I will post pictures soon. I took some at my birthday of the belly and when I get the ultrasound stuff today,I will try to post those as well.

Other than all that, things are going well. I have only gained 5lbs during my entire pregnancy so far (I am hoping to keep it around 20lbs when all is said and done, but I am trying not to worry about it too much as well). I have been getting hungry about every two hours and I try to eat healthy stuff and lots of greens. Although I still have a little trouble digesting them smoothly.

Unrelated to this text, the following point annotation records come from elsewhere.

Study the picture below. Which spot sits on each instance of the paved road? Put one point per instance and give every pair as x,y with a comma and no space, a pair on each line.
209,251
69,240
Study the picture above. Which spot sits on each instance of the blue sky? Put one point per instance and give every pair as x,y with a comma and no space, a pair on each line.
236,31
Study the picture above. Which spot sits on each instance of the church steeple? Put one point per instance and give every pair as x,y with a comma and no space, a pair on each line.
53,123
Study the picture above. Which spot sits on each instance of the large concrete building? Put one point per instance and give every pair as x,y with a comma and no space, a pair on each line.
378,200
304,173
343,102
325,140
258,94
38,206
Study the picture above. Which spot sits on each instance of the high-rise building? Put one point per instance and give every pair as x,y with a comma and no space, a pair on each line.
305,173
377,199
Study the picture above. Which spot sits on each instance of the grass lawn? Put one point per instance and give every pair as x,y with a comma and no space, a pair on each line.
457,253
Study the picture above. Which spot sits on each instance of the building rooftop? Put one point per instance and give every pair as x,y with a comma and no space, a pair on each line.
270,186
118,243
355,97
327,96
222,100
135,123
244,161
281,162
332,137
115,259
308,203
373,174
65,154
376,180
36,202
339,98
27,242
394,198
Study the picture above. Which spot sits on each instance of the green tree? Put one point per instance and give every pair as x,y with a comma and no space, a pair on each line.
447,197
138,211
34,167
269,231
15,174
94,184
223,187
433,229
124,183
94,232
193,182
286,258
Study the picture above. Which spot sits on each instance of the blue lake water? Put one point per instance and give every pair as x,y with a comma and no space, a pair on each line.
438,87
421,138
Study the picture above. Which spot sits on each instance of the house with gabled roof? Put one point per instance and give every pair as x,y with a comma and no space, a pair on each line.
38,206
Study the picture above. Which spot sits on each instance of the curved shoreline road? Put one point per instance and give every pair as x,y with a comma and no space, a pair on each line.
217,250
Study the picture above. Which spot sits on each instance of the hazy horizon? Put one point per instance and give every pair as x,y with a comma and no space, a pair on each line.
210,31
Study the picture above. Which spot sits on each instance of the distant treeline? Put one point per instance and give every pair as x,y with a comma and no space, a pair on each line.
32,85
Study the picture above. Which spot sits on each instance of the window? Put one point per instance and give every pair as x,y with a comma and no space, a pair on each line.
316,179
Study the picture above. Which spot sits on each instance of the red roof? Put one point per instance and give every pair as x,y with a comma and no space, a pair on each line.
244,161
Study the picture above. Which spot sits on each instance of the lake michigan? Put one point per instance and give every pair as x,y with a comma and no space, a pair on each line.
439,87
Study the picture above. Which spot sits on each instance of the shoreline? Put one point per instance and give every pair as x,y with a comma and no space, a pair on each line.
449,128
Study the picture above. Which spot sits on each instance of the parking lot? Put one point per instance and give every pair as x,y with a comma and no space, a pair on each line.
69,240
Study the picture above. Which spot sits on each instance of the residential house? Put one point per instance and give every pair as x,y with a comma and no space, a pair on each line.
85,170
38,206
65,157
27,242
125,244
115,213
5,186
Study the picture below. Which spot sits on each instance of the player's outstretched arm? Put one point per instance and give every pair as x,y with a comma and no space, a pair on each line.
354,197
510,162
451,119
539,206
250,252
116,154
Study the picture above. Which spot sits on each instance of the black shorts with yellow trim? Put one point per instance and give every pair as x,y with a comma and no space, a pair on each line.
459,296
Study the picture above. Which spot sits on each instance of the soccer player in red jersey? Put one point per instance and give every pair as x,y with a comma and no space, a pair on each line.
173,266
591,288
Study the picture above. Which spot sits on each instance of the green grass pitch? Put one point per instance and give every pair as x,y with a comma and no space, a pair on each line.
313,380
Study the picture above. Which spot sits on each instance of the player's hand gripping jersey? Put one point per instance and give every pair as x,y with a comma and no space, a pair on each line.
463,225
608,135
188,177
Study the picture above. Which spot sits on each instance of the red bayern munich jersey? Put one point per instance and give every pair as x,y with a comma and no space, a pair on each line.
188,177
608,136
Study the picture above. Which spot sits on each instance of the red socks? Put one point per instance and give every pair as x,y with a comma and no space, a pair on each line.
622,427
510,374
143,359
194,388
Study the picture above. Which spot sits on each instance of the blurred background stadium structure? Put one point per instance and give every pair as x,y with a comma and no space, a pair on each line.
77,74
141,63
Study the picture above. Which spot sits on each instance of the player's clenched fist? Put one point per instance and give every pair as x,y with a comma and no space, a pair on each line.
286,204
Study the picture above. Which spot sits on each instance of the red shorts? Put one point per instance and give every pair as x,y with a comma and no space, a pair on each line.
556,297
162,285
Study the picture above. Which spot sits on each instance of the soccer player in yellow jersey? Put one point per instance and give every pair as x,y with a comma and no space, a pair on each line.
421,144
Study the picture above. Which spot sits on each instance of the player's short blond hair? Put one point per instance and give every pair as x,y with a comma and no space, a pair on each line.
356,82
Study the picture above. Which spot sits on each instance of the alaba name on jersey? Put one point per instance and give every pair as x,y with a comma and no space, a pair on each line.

House stuff is all right. I have someone from the City of Austin investigating who did work in our yard several years ago, it still smells from what we suspect is a leaky wastewater line. It is very frustrating because it creates this awful smell in the house too.

My family is helping us with the last bedroom this March where we will replace the window with a more efficient double-pane, low-E glass window, re-wire the room, put up a new ceiling fan, new sheetrock, new baseboards and trim and finally, new paint. Then it will be all ready to start acquiring stuff for the babe.

Then we just need to finish some minor details on the hallway floor, replace the old laminate flooring with new laminate, and then do some major cleaning ALL OVER THE HOUSE. I am talking about doors, cabinets, major scrubbing of the wood floors...I am going to be enlisting my friends and family who are known for their cleaning, work and motivation skills to help me on that project (ahem, Ann, G'ma, Katie and my mom).

And then there's the small, everyday realizations that Chris and I are going to be parents. The Cool! moments and the Ohmygod! moments.

Speaking of Chris, he has been the best throughout the whole pregnancy. I mean, he was the best before but now, wow.

He cooks every meal, makes sandwiches for me, cleans the litter, takes out the trash, does dishes and laundry, lets me sleep while we could do other things...and still tells me I am beautiful.

And even with those two separate bulges I was talking about earlier, I feel beautiful. At times, pregnancy feels weird and uncomfortable,but on the whole, it is beautiful.